Back to Liam Neeson

Liam Neeson started a vital debate. To condemn him is to end it

In one brief interview, Neeson made a horrible admission that once, when he was told that a friend had been raped by a black man, he went out with a cosh looking to murder any random black male whom he saw as offensive. Apparently he did this for a week. Not exactly what we might describe as an enlightened response, and it has drawn a lot of drool among the commentariat.

Rightly, that sort of behaviour has been condemned, but Neeson wasn’t boasting about it, he regretted it. He owned up when he could have stayed silent, and said he had been wrong. Commentators have taken the opportunity to condemn Neeson, while not considering whether Neeson had gone through some sort of evolution from the prat that was, to the man that is.

If Neeson has, in fact, undergone an evolution from being a racist pig to a decent human being, that’s worth commenting on and exploring, to understand how it happens.

I recall myself in primary school. It was a Catholic primary, and I was the child of Polish parents who immigrated as refugees during WWII. There was one girl in my class, indeed in the whole school – this was early 60s Scotland where almost everyone was white – who was black. I remember her name, though I forget the rest.

Now, my memory of those days is clouded and incomplete, but I remember at one point making some remark to my mother about her that must have been racist, presumably picked up from attitudes at the school. I don’t recall what it was, but I remember the reaction. Mother came down on me like a ton of bricks. She called me out, she berated me, and called me some gross names for saying what I said.

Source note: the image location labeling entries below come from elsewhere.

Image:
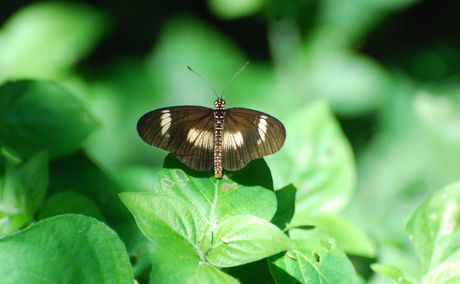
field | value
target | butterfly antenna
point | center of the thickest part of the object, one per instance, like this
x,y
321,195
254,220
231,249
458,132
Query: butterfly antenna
x,y
202,78
234,76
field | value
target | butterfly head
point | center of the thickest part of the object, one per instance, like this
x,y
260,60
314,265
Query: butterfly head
x,y
219,103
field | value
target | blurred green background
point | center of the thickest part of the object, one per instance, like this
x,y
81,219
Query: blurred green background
x,y
389,70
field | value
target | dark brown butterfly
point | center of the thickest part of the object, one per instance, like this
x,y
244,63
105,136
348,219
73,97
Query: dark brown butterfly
x,y
219,138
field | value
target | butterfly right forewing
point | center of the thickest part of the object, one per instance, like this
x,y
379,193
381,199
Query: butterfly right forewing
x,y
248,135
186,131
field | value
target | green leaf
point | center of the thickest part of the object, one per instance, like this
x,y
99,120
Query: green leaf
x,y
242,192
228,9
286,206
435,233
242,239
392,272
160,216
24,186
175,229
46,39
317,159
316,259
12,222
65,249
22,189
41,115
350,238
209,52
176,261
93,182
69,202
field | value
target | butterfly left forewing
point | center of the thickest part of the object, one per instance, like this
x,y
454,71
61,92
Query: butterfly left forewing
x,y
248,135
187,131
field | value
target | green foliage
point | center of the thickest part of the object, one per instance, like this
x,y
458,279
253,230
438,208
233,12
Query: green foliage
x,y
69,104
434,232
65,249
208,219
41,115
45,40
22,189
314,259
317,160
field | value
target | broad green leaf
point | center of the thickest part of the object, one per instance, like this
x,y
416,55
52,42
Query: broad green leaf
x,y
286,206
315,259
243,238
12,222
65,249
435,233
360,84
46,39
93,182
317,159
350,238
208,52
160,216
176,261
23,187
175,229
392,272
69,202
41,115
228,9
242,192
253,272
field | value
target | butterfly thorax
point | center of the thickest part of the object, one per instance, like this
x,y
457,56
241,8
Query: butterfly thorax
x,y
219,109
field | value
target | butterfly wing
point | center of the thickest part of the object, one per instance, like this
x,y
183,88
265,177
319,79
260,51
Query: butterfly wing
x,y
186,131
248,135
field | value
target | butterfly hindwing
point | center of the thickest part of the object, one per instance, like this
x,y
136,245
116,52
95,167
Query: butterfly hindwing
x,y
248,135
186,131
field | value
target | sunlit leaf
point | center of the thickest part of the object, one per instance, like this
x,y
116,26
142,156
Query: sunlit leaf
x,y
177,261
22,189
46,39
316,258
392,272
435,233
349,237
243,238
69,202
317,159
235,9
41,115
65,249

Now that, unlike racism, stayed with me. I can say at that point, I evolved my views, because mother had told me me I was a total shit for holding them. Racism is abhorrent, but endemic in society. As individuals, we reflect society and prevailing views. I can see that a story like Leeson’s should be used as a model for evolution of attitudes, not as a vehicle to condemn Leeson.

Were Leeson still a racist, I could understand the condemnation. The point is, where is he now, and I think it’s not where he was while being a racist prat. We can learn from this that people can evolve, they can expand their views, and they can change. That’s encouraging.